Which brings us to the cage. In the most highly anticipated fight in recent memory the competition came up short but the ramifications did not. Junior Dos Santos, despite his 7-0 run in the UFC previous to Saturday, was a relatively unknown. UFC on FOX was his big chance to shine and man did he shine. He looked like a killer, a special kind of puncher that scares people. He was fighting a previously unbeaten champion that had run through strikers, wrestlers, grapplers, and every hybrid in between and he decimated him in a minute. Oh, and as it turns out he did the whole thing with a torn meniscus, spending a lot of time on crutches the week before the fight. I feared that no matter what the injury these two would fight given the gravity of the event, but JDS didn’t seem to feel the effects much in his short time in the cage. The pressure is on Junior Dos Santos now to keep his belt and build its prestige. Personally, the unpredictability of MMA may be well documented, but I don’t see too many threats in the immediate future for the young man. The stage is set, JDS has emerged from the deadlock, and now the heavyweight division has a new target.

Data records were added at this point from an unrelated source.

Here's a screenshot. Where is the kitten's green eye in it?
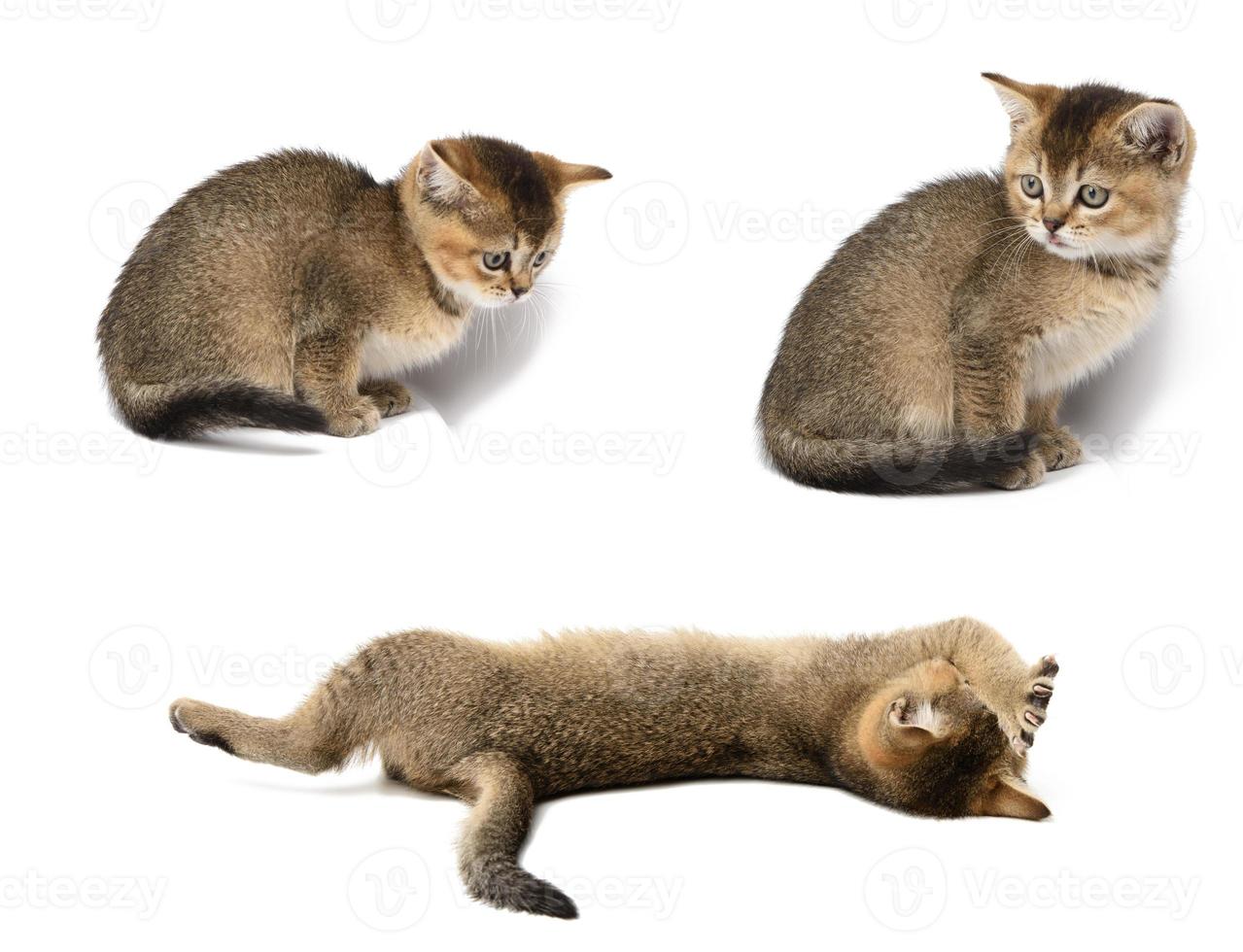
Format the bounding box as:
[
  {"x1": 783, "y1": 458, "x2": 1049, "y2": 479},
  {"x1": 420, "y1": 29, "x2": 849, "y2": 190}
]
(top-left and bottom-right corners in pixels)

The heavyweight division might have a new hunt but the lightweight division has a new lead hunter. Benson Henderson defeated Clay Guida on his way to a February title shot against Frankie Edgar. Henderson won what some were calling a close decision but it appeared that Clay Guida had nothing to offer Henderson except a few stiff shots in punching frenzies, none of which put the number one contender in real trouble. Bendo however looked unstoppable and will provide a real threat to the champion in Japan. Hindsight is of course 20/20 and it would have been ideal to have this fight on FOX but the choices that were made were made strategically. I highly recommending finding this fight and watching it all the same. You won’t be disappointed and you will exactly what to expect come February.